Connecticut is often accused of having tax rates that are too high and thus unfriendly to business. You'll hear this criticism from all kinds of sources- newscasters on tv, angry contributors to internet forums, and occasionally even Texas Governor Rick Perry as he strolls through the State trying to lure Connecticutians away from the Northeast.
But we work with hundreds of businesses in Connecticut, on a regular basis, and the outlook is not so grim and taxophobic in our community. Yes, the national economy is still in a period of recovery, and of course, everyone would prefer to have their taxes lowered, but Connecticut companies continue to thrive in the state and are as happy as ever to set up shop in the Constitution State.
The accounting firm Ernst & Young recently conducted a study in conjunction with the Council on State Taxation (COST) to take an objective look at the dense and dynamic world of state and local taxation across the United States. Their results confirm and quantify something we've long understood: Connecticut's infrastructure, benefits, and potential for profitability drastically lower the explicit tax rate to a substantially lower effective tax rate.

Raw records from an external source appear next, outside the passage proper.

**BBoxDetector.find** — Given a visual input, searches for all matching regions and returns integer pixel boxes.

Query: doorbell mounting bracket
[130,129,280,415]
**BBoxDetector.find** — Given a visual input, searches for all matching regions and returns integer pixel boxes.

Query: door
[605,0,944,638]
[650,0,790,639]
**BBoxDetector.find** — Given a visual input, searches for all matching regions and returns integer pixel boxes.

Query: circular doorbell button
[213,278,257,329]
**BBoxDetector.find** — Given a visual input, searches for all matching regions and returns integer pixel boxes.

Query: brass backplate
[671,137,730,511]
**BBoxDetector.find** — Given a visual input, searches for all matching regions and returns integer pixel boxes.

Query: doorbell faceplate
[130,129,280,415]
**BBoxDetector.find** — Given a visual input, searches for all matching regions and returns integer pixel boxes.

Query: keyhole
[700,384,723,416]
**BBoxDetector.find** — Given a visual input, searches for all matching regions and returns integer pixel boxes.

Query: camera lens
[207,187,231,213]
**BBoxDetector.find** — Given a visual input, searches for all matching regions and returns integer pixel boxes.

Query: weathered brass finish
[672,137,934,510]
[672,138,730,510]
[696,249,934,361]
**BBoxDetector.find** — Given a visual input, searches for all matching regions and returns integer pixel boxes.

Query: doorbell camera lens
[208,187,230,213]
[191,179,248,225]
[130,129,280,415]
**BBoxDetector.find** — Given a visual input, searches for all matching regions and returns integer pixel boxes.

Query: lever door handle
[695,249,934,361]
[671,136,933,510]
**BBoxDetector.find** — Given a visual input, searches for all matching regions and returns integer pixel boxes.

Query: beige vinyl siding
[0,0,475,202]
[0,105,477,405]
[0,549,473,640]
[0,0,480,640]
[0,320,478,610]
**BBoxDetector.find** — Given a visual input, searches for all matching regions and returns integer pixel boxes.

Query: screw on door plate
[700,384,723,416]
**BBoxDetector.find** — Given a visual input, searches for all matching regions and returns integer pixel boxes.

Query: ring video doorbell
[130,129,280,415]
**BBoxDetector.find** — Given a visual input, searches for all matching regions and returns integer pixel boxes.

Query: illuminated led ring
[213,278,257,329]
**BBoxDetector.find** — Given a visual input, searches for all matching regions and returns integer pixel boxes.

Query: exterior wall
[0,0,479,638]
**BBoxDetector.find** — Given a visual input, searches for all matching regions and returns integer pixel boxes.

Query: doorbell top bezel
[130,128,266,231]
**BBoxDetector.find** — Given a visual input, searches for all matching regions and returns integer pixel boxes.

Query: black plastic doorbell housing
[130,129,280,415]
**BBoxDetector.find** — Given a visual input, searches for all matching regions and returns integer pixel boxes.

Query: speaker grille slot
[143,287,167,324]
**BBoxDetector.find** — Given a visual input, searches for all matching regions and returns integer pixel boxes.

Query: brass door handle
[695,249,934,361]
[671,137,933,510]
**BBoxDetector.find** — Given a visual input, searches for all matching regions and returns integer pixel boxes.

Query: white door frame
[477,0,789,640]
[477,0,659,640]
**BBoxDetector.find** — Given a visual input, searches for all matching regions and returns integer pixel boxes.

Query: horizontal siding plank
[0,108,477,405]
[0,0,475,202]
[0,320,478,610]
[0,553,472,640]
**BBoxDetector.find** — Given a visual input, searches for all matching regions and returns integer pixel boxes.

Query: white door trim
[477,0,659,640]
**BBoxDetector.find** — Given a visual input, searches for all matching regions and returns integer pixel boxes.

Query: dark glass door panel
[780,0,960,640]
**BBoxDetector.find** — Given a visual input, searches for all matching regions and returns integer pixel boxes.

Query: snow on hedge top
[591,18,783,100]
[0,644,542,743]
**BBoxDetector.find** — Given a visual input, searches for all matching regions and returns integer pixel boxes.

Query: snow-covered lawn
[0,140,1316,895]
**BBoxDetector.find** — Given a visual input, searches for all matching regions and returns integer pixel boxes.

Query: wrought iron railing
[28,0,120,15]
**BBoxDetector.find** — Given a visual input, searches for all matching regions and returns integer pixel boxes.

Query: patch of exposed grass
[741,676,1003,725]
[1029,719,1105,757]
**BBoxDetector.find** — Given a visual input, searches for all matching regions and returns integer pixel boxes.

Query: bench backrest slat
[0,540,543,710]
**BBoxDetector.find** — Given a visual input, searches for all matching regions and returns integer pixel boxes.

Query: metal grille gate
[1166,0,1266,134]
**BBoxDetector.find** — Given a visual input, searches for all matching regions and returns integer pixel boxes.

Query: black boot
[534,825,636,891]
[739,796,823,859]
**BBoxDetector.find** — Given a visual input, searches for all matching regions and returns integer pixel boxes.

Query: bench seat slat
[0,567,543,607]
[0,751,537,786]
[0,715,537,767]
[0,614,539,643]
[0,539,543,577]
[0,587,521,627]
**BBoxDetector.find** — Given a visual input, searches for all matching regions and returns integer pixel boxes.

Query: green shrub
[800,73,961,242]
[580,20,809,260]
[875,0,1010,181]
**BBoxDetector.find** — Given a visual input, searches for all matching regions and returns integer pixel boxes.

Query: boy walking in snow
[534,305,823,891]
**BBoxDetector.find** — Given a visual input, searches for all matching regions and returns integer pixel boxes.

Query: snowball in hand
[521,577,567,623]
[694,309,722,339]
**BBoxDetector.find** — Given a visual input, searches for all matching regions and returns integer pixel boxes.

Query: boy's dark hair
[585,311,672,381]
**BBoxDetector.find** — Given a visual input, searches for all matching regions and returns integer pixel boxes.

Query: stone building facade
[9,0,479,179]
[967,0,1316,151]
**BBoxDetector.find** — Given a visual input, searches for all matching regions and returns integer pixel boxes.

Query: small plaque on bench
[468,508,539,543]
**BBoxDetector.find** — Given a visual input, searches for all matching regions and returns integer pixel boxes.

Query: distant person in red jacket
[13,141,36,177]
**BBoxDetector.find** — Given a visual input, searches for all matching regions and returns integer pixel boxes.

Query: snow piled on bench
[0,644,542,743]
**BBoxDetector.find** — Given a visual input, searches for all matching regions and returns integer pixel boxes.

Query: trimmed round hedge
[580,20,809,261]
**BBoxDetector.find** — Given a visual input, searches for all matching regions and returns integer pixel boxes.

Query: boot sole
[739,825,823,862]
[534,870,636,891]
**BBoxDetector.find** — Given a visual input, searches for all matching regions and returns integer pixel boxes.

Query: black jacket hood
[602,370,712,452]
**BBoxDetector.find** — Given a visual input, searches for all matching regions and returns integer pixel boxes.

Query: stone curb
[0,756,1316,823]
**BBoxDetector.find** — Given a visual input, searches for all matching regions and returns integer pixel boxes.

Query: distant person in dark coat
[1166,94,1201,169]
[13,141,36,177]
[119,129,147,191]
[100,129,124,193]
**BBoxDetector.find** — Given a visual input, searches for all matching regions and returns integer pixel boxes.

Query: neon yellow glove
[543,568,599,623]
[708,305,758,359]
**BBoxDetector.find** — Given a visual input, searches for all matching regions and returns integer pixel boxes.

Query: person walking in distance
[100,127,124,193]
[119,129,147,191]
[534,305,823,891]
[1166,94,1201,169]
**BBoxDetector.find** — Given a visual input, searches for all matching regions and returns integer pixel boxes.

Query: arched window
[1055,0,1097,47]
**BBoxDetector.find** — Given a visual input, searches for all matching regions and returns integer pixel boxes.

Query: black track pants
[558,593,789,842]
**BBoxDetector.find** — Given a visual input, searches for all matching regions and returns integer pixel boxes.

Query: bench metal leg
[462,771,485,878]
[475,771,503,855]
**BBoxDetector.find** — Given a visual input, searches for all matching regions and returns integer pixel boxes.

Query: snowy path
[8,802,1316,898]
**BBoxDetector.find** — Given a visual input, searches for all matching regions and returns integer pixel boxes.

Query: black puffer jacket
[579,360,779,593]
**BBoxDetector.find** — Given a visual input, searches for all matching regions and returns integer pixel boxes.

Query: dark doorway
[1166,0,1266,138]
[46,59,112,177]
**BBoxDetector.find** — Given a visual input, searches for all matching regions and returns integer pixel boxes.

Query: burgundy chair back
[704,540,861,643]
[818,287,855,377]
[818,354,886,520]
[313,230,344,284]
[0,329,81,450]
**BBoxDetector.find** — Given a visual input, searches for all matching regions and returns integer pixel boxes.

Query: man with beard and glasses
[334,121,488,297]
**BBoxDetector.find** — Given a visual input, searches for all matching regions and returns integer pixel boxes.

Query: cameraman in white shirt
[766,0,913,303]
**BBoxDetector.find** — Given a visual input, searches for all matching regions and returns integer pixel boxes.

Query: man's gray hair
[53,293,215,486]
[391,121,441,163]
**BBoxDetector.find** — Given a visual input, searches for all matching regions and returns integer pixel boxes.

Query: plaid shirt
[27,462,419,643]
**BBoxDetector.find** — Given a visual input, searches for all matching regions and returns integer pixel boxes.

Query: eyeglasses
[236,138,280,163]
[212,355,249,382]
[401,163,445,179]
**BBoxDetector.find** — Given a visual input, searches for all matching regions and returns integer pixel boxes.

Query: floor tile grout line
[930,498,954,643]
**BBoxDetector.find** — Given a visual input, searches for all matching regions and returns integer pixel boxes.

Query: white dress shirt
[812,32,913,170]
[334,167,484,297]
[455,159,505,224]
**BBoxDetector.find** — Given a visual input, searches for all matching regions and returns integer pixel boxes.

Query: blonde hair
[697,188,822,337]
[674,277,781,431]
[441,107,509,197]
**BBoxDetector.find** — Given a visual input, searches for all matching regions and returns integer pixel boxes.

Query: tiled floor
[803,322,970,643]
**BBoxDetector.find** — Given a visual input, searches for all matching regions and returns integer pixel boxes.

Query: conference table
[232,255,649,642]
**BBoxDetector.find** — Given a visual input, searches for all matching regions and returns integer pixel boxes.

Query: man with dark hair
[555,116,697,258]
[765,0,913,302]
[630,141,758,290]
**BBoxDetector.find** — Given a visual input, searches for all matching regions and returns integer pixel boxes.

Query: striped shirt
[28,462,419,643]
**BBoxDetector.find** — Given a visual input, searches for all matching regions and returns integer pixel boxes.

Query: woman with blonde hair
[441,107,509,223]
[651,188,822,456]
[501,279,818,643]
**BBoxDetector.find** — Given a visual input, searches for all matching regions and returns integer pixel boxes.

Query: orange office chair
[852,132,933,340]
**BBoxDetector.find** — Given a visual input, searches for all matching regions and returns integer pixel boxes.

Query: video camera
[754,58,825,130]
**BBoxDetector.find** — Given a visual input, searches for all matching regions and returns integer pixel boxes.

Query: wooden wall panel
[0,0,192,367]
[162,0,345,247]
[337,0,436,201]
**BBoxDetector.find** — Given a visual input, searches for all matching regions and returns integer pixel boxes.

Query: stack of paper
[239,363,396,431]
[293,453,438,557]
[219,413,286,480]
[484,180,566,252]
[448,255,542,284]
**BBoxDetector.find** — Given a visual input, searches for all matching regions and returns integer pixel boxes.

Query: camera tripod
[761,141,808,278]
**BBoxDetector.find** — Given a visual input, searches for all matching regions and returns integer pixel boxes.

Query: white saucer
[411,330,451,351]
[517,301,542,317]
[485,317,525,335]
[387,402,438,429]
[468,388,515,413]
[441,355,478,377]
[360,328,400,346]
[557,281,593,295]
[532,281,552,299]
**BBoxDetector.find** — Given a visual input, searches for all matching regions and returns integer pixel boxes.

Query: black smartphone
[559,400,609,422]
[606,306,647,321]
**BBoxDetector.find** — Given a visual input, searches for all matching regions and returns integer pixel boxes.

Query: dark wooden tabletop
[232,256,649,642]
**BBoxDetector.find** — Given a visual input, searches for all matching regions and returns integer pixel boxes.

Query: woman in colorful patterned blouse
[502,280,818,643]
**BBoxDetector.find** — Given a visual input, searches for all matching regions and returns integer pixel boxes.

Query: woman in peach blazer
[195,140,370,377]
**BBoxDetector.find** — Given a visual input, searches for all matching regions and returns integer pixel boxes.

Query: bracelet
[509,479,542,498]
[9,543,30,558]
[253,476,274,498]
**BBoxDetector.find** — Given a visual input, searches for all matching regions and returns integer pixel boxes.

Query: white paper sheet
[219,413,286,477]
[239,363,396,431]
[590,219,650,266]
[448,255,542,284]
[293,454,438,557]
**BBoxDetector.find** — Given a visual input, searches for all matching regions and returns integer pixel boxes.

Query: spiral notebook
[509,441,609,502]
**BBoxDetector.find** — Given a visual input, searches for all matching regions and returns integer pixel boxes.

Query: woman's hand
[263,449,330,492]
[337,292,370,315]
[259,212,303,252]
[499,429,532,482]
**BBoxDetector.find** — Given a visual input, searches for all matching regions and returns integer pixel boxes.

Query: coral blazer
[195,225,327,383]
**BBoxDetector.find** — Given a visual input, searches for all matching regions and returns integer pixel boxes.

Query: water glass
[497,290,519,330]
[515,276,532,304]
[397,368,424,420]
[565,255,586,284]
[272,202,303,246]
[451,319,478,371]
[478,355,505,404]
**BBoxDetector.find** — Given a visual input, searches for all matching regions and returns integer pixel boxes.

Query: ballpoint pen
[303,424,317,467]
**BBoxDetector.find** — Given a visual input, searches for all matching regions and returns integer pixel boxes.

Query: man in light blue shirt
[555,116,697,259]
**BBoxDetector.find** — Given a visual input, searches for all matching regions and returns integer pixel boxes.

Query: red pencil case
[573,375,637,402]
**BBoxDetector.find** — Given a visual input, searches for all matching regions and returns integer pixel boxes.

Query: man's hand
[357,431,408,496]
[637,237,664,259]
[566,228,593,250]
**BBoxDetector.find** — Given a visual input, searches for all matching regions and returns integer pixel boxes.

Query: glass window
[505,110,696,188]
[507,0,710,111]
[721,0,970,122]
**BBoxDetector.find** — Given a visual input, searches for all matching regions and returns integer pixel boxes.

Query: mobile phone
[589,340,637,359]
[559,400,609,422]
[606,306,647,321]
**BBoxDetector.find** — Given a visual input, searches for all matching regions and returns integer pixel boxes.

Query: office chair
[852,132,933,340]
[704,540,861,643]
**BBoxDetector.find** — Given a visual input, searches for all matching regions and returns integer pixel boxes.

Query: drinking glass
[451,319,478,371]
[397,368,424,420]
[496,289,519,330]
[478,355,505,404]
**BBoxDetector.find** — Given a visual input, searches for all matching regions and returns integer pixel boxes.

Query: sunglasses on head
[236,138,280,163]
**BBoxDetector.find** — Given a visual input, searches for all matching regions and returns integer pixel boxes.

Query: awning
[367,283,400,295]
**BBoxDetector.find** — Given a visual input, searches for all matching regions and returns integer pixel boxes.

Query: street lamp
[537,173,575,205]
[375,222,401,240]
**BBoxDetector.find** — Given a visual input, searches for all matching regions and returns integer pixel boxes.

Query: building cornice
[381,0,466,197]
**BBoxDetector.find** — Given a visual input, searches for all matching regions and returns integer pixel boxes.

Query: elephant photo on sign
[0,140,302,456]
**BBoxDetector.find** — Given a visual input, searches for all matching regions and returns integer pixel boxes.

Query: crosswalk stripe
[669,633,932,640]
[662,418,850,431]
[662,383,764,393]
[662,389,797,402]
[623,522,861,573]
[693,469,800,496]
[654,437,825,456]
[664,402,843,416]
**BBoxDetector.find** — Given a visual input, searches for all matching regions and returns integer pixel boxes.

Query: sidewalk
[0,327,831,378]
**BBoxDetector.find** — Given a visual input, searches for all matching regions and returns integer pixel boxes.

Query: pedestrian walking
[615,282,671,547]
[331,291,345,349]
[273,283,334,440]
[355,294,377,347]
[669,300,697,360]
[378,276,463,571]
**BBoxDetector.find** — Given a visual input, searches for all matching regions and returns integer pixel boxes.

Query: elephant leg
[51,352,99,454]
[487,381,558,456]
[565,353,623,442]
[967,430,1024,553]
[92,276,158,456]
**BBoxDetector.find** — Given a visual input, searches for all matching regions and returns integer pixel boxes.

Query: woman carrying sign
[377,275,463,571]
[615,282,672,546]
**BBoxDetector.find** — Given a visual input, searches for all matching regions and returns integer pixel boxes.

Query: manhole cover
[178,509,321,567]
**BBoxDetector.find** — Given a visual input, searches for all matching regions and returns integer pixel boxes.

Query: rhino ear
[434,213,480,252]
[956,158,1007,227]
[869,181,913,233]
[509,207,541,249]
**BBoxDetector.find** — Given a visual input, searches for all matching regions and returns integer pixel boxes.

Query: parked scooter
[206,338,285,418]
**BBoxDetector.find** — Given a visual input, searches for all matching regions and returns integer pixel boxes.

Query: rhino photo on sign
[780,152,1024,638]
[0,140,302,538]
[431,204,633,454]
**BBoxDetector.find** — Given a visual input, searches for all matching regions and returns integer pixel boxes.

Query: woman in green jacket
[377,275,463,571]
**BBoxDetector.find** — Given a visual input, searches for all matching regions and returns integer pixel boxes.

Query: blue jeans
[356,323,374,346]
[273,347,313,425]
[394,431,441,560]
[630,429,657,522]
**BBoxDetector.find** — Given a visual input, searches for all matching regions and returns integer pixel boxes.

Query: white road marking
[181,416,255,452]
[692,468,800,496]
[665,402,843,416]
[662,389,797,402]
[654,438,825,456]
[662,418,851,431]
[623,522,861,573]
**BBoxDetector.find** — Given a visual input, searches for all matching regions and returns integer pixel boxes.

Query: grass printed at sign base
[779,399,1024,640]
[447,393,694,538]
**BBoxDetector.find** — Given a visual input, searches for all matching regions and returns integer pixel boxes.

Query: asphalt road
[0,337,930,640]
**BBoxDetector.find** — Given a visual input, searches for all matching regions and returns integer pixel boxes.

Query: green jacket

How low? Connecticut businesses pay the second lowest percentage of their gross state product back to the state in taxes. We rank behind only North Carolina, and by only a fraction of a percentage point.
This image, from the review's Total State and Local Business Taxes findings, shows the nation in terms of the total effective tax rate that businesses are charged on a state and local level. Connecticut is in the very lowest category.